README.tokencap
1=========================================
2strcmp() / memcmp() token capture library
3=========================================
4
5 (See ../docs/README for the general instruction manual.)
6
7This Linux-only companion library allows you to instrument strcmp(), memcmp(),
8and related functions to automatically extract syntax tokens passed to any of
9these libcalls. The resulting list of tokens may be then given as a starting
10dictionary to afl-fuzz (the -x option) to improve coverage on subsequent
11fuzzing runs.
12
13This may help improving coverage in some targets, and do precisely nothing in
14others.
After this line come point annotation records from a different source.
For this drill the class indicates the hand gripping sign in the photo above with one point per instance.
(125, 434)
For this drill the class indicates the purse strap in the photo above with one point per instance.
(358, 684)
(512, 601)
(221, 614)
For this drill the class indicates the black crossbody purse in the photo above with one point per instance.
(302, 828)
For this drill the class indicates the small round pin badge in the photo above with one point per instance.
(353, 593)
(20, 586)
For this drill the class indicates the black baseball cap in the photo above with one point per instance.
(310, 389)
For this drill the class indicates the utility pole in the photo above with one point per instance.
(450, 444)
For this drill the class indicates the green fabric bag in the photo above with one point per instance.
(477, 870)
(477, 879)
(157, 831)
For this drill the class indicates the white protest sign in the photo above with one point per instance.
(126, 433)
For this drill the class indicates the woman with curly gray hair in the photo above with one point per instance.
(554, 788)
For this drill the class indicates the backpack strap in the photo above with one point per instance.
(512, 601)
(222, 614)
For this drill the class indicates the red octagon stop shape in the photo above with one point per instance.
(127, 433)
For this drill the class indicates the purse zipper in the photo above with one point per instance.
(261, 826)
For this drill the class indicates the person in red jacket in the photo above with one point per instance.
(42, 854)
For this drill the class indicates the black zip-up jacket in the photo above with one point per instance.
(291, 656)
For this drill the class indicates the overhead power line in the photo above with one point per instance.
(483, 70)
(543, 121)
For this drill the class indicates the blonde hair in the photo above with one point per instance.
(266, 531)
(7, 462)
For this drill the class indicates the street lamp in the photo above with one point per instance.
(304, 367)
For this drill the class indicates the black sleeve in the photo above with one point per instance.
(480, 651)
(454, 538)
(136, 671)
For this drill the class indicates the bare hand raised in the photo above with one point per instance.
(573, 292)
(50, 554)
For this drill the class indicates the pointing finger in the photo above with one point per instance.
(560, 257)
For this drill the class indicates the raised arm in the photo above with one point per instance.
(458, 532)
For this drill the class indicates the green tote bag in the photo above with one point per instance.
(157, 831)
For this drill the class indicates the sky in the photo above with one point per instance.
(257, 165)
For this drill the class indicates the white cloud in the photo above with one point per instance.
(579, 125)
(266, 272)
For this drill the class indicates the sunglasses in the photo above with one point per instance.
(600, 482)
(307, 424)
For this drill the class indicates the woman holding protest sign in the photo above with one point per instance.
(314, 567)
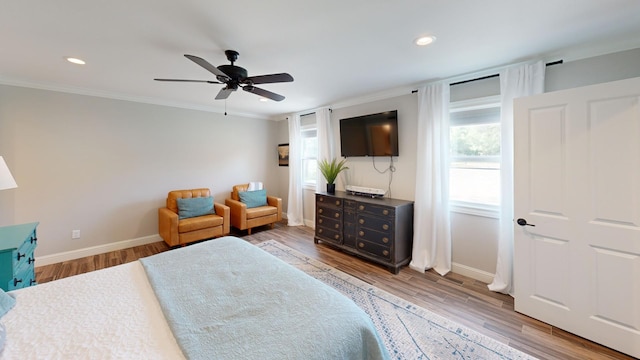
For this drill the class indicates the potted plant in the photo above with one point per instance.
(330, 171)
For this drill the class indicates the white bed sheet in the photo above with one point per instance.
(107, 314)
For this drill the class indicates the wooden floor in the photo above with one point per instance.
(456, 297)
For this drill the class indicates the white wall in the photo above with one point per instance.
(474, 236)
(104, 166)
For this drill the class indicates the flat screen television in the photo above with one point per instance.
(370, 135)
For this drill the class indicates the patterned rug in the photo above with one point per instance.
(409, 331)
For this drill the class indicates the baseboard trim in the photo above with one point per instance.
(95, 250)
(473, 273)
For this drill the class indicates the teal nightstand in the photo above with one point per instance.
(17, 261)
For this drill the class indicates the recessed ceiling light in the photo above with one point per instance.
(425, 40)
(75, 60)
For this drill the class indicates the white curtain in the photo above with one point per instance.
(432, 225)
(295, 215)
(517, 81)
(325, 143)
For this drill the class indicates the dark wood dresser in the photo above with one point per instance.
(376, 229)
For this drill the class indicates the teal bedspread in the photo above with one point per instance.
(228, 299)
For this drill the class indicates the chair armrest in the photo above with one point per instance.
(238, 212)
(277, 202)
(168, 226)
(225, 212)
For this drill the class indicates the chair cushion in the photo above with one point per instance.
(199, 223)
(254, 198)
(193, 207)
(261, 211)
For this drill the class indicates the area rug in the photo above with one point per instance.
(409, 331)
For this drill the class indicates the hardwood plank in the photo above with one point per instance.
(454, 296)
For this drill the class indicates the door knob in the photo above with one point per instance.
(523, 222)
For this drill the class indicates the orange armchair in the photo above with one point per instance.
(245, 217)
(180, 230)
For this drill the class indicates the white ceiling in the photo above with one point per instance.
(336, 50)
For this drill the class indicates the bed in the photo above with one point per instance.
(220, 299)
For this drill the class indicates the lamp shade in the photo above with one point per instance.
(6, 179)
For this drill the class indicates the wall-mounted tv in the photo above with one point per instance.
(370, 135)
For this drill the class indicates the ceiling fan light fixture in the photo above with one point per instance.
(75, 60)
(425, 40)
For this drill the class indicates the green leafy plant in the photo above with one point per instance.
(331, 169)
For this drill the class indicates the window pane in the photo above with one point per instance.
(475, 161)
(309, 170)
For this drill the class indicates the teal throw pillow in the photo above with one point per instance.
(195, 207)
(254, 198)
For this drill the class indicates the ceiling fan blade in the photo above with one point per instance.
(224, 93)
(267, 79)
(184, 80)
(263, 93)
(205, 64)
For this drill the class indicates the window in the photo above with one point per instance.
(309, 136)
(474, 178)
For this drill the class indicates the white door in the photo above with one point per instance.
(577, 199)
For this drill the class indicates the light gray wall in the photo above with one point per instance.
(474, 236)
(104, 166)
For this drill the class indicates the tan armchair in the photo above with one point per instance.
(243, 217)
(176, 231)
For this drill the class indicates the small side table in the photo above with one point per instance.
(17, 260)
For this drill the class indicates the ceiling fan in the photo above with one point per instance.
(235, 76)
In some cases, it may even make things worse: if libtokencap picks up
15syntax tokens that are not used to process the input data, but that are a part
16of - say - parsing a config file... well, you're going to end up wasting a lot
17of CPU time on trying them out in the input stream. In other words, use this
18feature with care. Manually screening the resulting dictionary is almost
19always a necessity.
20
21As for the actual operation: the library stores tokens, without any deduping,
22by appending them to a file specified via AFL_TOKEN_FILE. If the variable is not
23set, the tool uses stderr (which is probably not what you want).
24
25Similarly to afl-tmin, the library is not "proprietary" and can be used with
26other fuzzers or testing tools without the need for any code tweaks. It does not
27require AFL-instrumented binaries to work.
28
29To use the library, you *need* to make sure that your fuzzing target is compiled
30with -fno-builtin and is linked dynamically. If you wish to automate the first
31part without mucking with CFLAGS in Makefiles, you can set AFL_NO_BUILTIN=1
32when using afl-gcc. This setting specifically adds the following flags:
33
34 -fno-builtin-strcmp -fno-builtin-strncmp -fno-builtin-strcasecmp
35 -fno-builtin-strcasencmp -fno-builtin-memcmp -fno-builtin-strstr
36 -fno-builtin-strcasestr
37
38The next step is simply loading this library via LD_PRELOAD. The optimal usage
39pattern is to allow afl-fuzz to fuzz normally for a while and build up a corpus,
40and then fire off the target binary, with libtokencap.so loaded, on every file
41found by AFL in that earlier run. This demonstrates the basic principle:
42
43 export AFL_TOKEN_FILE=$PWD/temp_output.txt
44
45 for i in <out_dir>/queue/id*; do
46 LD_PRELOAD=/path/to/libtokencap.so \
47 /path/to/target/program [...params, including $i...]
48 done
49
50 sort -u temp_output.txt >afl_dictionary.txt
51
52If you don't get any results, the target library is probably not using strcmp()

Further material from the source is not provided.